It more refers to the struggle of mankind with the idea that we may grow old and eventually die someday. I don’t know why, but I still have not come to grips with the whole “getting old” thing yet. As for the Sun metaphor, it simply stands for what it is meant to.. Our days on this earth and how much time we really have. I wanted to make a piece that stated that life was not a struggle but an eternal loop of ever-changing life.. We live to die, and when we die we become something else which in turn works to create something else in our stead. Thank you so much for your review, I now feel the urge to re-read my own story and study into it myself to possibly add another comment here. It’s been a long time since I’ve personally read this piece. :P. I do so love questions like this though, it really lets me know that the reader is taking the time to fully digest the piece. Thank you once again.
Short Story / The Rose
The wind blew lightly through the trees and stirred the pollen from the branches. Children played in the nearby sprinkler to stay cool in the hot midday summer sun, and rejoiced in the breeze that cooled the droplets of water that clung to their skin. It pulled a sun-dried petal from its stem and carried it gently in the breeze. The rose drooped on its perch, withering in its old age from the plant that had given it life. The Spring had been long, and had given the lightly scented red rose a long life, but now Summer was breathing heat into the air, and pulled the lasting life from its petals.
In the beginning, the rose bush had borne a tiny red bulb, strong and sturdy on a thick stem as it grew. Thick deep green leaves protected the tiny red petals from wind and storm, like a mother’s arms protecting her child. As it grew, the stem stayed strong and warned others from touching its child by displaying its sharp, red pointed thorns. Its petals opened and outstretched to the heavens, giving thanks to it for giving it nourishment. All living things took note of its splendor, and would bend toward it to smell its fragrant scent.
But now its cycle was at an end. Life was over for the bloom, and it now wilted and drooped on the once strong stem. The petals that once thanked the sun, now found the sun painful, as they withered and turned brown in the heat. The wind that once proved its strength, now showed its frailty as it slowly plucked its petals one at a time in the slight breeze. The flower hung its head in sadness, as it knew time was almost over for it. It had lost its purpose as age claimed it. It knew that there was nothing that could bring back the strength it had once possessed, and accepted its fate.

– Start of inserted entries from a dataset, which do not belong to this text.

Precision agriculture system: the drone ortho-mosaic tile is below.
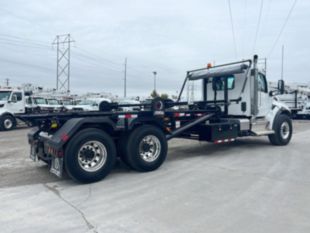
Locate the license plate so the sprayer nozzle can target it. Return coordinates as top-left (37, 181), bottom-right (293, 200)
top-left (30, 145), bottom-right (38, 162)
top-left (50, 157), bottom-right (63, 177)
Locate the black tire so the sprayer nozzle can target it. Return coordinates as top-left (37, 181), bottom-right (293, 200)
top-left (124, 125), bottom-right (168, 172)
top-left (117, 134), bottom-right (132, 168)
top-left (151, 97), bottom-right (165, 111)
top-left (0, 115), bottom-right (16, 131)
top-left (268, 114), bottom-right (293, 146)
top-left (64, 128), bottom-right (116, 183)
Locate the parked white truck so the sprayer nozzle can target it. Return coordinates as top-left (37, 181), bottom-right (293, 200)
top-left (0, 88), bottom-right (26, 130)
top-left (20, 56), bottom-right (293, 183)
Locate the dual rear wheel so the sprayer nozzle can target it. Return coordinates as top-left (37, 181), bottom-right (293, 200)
top-left (64, 125), bottom-right (167, 183)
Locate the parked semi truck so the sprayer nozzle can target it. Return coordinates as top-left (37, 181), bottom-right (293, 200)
top-left (21, 56), bottom-right (293, 183)
top-left (275, 89), bottom-right (310, 119)
top-left (0, 87), bottom-right (26, 130)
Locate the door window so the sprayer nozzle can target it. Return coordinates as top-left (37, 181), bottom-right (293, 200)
top-left (213, 75), bottom-right (235, 91)
top-left (257, 73), bottom-right (268, 93)
top-left (13, 92), bottom-right (23, 101)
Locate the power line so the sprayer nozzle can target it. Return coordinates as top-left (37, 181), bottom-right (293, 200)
top-left (253, 0), bottom-right (264, 53)
top-left (267, 0), bottom-right (297, 57)
top-left (228, 0), bottom-right (237, 58)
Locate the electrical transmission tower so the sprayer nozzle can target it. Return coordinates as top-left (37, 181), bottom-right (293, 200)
top-left (53, 34), bottom-right (75, 92)
top-left (5, 78), bottom-right (10, 87)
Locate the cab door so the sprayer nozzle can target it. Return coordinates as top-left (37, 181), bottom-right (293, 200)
top-left (257, 73), bottom-right (272, 117)
top-left (8, 91), bottom-right (25, 113)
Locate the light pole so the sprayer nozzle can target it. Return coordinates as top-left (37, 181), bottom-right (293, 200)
top-left (153, 71), bottom-right (157, 92)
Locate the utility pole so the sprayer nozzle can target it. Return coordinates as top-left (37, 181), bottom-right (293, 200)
top-left (124, 57), bottom-right (127, 98)
top-left (281, 45), bottom-right (284, 80)
top-left (5, 78), bottom-right (10, 87)
top-left (153, 71), bottom-right (157, 92)
top-left (52, 34), bottom-right (75, 93)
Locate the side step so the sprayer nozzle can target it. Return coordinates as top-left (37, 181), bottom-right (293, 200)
top-left (252, 130), bottom-right (274, 136)
top-left (166, 113), bottom-right (214, 140)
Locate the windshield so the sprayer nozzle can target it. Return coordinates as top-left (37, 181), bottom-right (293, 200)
top-left (62, 100), bottom-right (73, 105)
top-left (47, 99), bottom-right (59, 105)
top-left (34, 98), bottom-right (46, 104)
top-left (0, 91), bottom-right (11, 101)
top-left (78, 100), bottom-right (96, 105)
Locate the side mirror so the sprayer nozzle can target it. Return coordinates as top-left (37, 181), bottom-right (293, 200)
top-left (269, 91), bottom-right (274, 97)
top-left (11, 94), bottom-right (17, 103)
top-left (278, 80), bottom-right (285, 95)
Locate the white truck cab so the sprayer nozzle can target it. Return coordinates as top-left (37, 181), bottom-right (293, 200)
top-left (0, 88), bottom-right (26, 130)
top-left (179, 55), bottom-right (292, 144)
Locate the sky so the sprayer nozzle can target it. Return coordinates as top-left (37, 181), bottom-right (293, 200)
top-left (0, 0), bottom-right (310, 96)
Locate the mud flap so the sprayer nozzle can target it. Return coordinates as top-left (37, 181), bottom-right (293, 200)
top-left (50, 157), bottom-right (63, 178)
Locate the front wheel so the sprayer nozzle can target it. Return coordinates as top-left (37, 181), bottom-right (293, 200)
top-left (64, 128), bottom-right (116, 183)
top-left (0, 115), bottom-right (16, 130)
top-left (124, 125), bottom-right (168, 172)
top-left (268, 114), bottom-right (293, 146)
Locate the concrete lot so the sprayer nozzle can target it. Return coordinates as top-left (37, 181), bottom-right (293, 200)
top-left (0, 121), bottom-right (310, 233)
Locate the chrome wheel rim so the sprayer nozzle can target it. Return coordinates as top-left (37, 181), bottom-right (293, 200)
top-left (139, 135), bottom-right (161, 163)
top-left (280, 121), bottom-right (290, 139)
top-left (3, 119), bottom-right (13, 129)
top-left (78, 141), bottom-right (107, 172)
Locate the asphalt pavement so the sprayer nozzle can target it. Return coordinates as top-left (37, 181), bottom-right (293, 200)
top-left (0, 121), bottom-right (310, 233)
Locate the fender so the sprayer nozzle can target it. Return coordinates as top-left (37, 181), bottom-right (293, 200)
top-left (266, 99), bottom-right (291, 130)
top-left (0, 109), bottom-right (15, 118)
top-left (39, 117), bottom-right (116, 150)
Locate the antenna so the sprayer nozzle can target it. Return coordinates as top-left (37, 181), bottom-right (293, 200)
top-left (52, 34), bottom-right (75, 93)
top-left (281, 45), bottom-right (284, 80)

It took in its last breath as a hand claimed its thorny perch, and clipped it from its loving family. It carefully held the remaining petals in place by resting the bloom in its palm. Alas. The time had come. But as it thought it was the end, the caring hand carefully plucked its dried petals and placed them in a bowl amongst an array of other dried petals. The green glazed glass reminded it of home, and these petals were placed away from the wind, but still in the warming sun by a nearby window. The sun was not threatening, instead it was calming and soothing. The rose petals released their scent in happiness, as it found its life was not over, but rather beginning a new. The young woman bent down to take in the scent of the petals, and smiled.
If we make use of our life and live it to its fullest, it never ends. Even when our bodies perish, if memories live on in others of us, then we are still alive in the memories of those who love us.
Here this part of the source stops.